UDPAddrInterface.c:96 [64] bytes at [0x55555605b710]
is an allocation of a block of memory
which you can see from its size (64 bytes) and its memory address.
In each case, the allocator and the memory block, the filename and line number (eg: Core.c:496
)
is a place in a file where one can find the call to the memory operation.
Usually either Allocator_child()
or Allocator_malloc()
.
If you encounter an OOM crash, there is probably a leak. The easiest way to find this is to take
the entire memory tree trace (probably huge) and copy it into a text document. Remove everything
below ----- end cjdns memory snapshot -----
and everything above
----- cjdns memory snapshot -----
then save the file (perhaps using the name ~/cjdns_memdump
).
On the command line, run the following command:
cat ~/cjdns_memdump | sed -n -e 's/.* \([a-zA-Z0-9_]*\.[ch]\:[0-9]*\) .*$/\1/p' | sort | uniq -c | sort -n
This will show a list of each location (in the code) where memory is allocated and the number of currently active allocations (or allocators) which were allocated in that spot.
Here is the bottom of the output from the above command.
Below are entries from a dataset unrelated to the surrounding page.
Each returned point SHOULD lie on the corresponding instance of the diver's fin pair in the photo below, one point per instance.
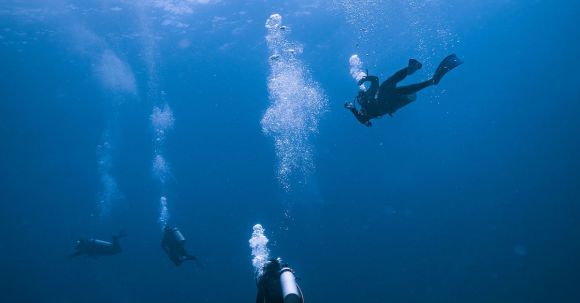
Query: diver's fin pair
(450, 62)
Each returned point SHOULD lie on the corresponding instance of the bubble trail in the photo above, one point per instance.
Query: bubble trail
(296, 103)
(161, 120)
(356, 70)
(109, 190)
(259, 245)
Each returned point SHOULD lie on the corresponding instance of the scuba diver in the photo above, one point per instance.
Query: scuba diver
(277, 284)
(388, 98)
(173, 243)
(95, 248)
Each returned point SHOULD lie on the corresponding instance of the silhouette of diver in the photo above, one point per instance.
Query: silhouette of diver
(388, 98)
(277, 284)
(173, 243)
(95, 248)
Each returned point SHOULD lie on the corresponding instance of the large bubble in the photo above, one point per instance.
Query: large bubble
(115, 74)
(259, 245)
(356, 70)
(296, 103)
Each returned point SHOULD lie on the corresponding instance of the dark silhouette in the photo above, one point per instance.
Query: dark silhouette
(95, 248)
(173, 243)
(388, 98)
(277, 284)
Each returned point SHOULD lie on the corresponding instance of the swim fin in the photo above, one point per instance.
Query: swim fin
(413, 66)
(450, 62)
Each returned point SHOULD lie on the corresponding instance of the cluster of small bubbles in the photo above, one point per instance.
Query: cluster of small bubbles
(259, 245)
(160, 168)
(296, 105)
(162, 119)
(356, 70)
(115, 74)
(163, 212)
(363, 15)
(109, 189)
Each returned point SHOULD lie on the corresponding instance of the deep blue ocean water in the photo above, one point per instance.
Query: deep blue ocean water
(469, 194)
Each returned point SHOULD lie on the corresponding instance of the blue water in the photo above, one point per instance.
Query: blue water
(470, 194)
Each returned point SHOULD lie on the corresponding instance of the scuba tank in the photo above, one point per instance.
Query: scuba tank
(177, 236)
(290, 290)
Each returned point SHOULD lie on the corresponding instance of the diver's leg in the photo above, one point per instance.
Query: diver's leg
(413, 88)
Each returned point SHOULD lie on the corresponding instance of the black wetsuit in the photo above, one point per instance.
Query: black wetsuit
(269, 288)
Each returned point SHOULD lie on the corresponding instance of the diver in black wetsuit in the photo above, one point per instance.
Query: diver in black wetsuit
(173, 243)
(277, 284)
(96, 248)
(388, 98)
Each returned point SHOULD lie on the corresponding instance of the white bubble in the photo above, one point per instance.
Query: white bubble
(160, 168)
(356, 70)
(259, 245)
(162, 118)
(109, 189)
(296, 103)
(163, 212)
(115, 74)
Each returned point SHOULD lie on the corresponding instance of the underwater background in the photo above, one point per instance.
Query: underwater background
(129, 115)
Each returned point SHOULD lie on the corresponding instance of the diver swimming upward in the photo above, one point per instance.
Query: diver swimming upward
(95, 248)
(388, 97)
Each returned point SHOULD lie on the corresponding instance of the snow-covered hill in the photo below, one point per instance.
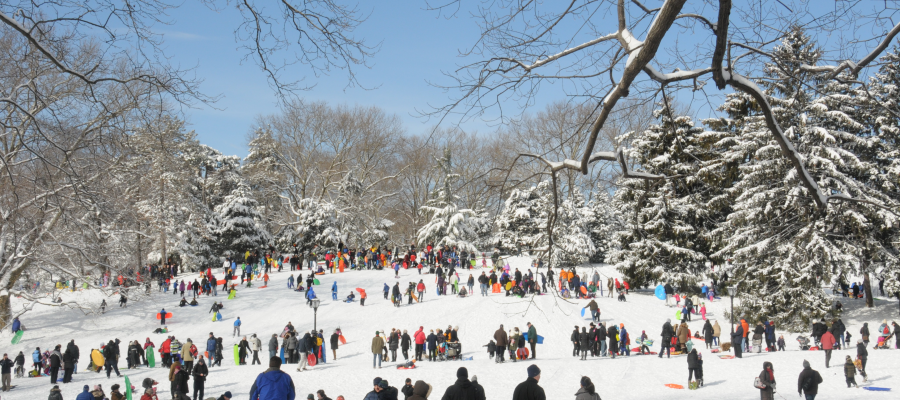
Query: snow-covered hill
(267, 311)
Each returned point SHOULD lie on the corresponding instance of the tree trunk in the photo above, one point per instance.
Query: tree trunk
(868, 290)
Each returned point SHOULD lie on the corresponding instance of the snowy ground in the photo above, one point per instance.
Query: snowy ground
(266, 311)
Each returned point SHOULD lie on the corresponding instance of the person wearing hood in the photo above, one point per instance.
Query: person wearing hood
(529, 389)
(273, 345)
(255, 347)
(179, 382)
(463, 389)
(55, 363)
(199, 373)
(70, 358)
(84, 395)
(273, 383)
(666, 342)
(211, 348)
(707, 334)
(736, 338)
(587, 390)
(828, 342)
(808, 381)
(767, 379)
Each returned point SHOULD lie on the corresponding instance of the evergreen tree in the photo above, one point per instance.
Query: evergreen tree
(448, 225)
(240, 224)
(666, 222)
(784, 248)
(314, 224)
(522, 224)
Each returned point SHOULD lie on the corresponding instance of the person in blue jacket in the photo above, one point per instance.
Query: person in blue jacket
(85, 394)
(36, 358)
(623, 340)
(273, 383)
(211, 349)
(310, 294)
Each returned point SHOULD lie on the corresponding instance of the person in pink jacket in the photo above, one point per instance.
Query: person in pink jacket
(827, 345)
(419, 338)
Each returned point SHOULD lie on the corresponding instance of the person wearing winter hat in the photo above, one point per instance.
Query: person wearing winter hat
(529, 390)
(373, 395)
(463, 388)
(273, 383)
(587, 390)
(84, 395)
(808, 381)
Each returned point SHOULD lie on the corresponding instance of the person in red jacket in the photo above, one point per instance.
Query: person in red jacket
(421, 289)
(828, 345)
(419, 338)
(164, 352)
(744, 343)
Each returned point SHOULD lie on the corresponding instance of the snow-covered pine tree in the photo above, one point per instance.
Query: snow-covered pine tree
(666, 222)
(572, 244)
(240, 224)
(265, 175)
(603, 223)
(448, 225)
(522, 224)
(784, 249)
(313, 224)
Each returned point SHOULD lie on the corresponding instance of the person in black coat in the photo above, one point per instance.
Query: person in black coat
(70, 357)
(463, 388)
(110, 353)
(575, 338)
(863, 356)
(613, 343)
(708, 334)
(736, 338)
(694, 367)
(179, 383)
(405, 342)
(667, 334)
(530, 390)
(199, 373)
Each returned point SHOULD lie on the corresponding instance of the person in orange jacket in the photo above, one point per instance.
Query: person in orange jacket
(828, 342)
(744, 342)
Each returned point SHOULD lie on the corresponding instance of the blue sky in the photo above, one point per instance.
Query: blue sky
(417, 45)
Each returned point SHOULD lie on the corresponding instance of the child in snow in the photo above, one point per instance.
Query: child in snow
(850, 372)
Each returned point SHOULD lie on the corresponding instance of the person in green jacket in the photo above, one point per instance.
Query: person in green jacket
(532, 339)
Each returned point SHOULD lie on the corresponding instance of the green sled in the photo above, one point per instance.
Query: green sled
(127, 388)
(151, 357)
(18, 336)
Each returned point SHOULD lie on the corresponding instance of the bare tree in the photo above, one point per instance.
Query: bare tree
(525, 44)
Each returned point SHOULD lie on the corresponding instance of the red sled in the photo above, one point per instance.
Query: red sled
(522, 353)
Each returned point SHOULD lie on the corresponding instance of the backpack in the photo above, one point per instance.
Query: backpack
(757, 383)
The top is mostly locations which only have one currently active allocation.
8 RumorMill.c:136
57 Message.h:57
57 Message.h:58
57 Pinger.c:116
57 RouterModule.c:414
57 RouterModule.c:580
66 Dict.c:199
114 Pinger.c:106
114 RouterModule.c:412
114 UDPAddrInterface.c:96
118 NodeStore.c:1461
121 EncodingScheme.c:377
121 EncodingScheme.c:383
172 Dict.c:95
180 Dict.c:150
204 SessionManager.c:183
206 CryptoAuth.c:1207
236 NodeStore.c:1460
249 String.c:31
249 String.c:39
293 Dict.c:166
408 SessionManager.c:172
539 Dict.c:132
725 NodeStore.c:113
2392 Timeout.c:85
2470 Allocator.c:657
4784 Timeout.c:84
7428 SessionManager.c:241
7428 SessionManager.c:242
14856 Ducttape.c:982
All the way at the bottom is an anomaly, a single location in the source code which contains twice as many allocations as the next greatest number. Investigating that I found a dumb mistake which some idiot made while working on the source.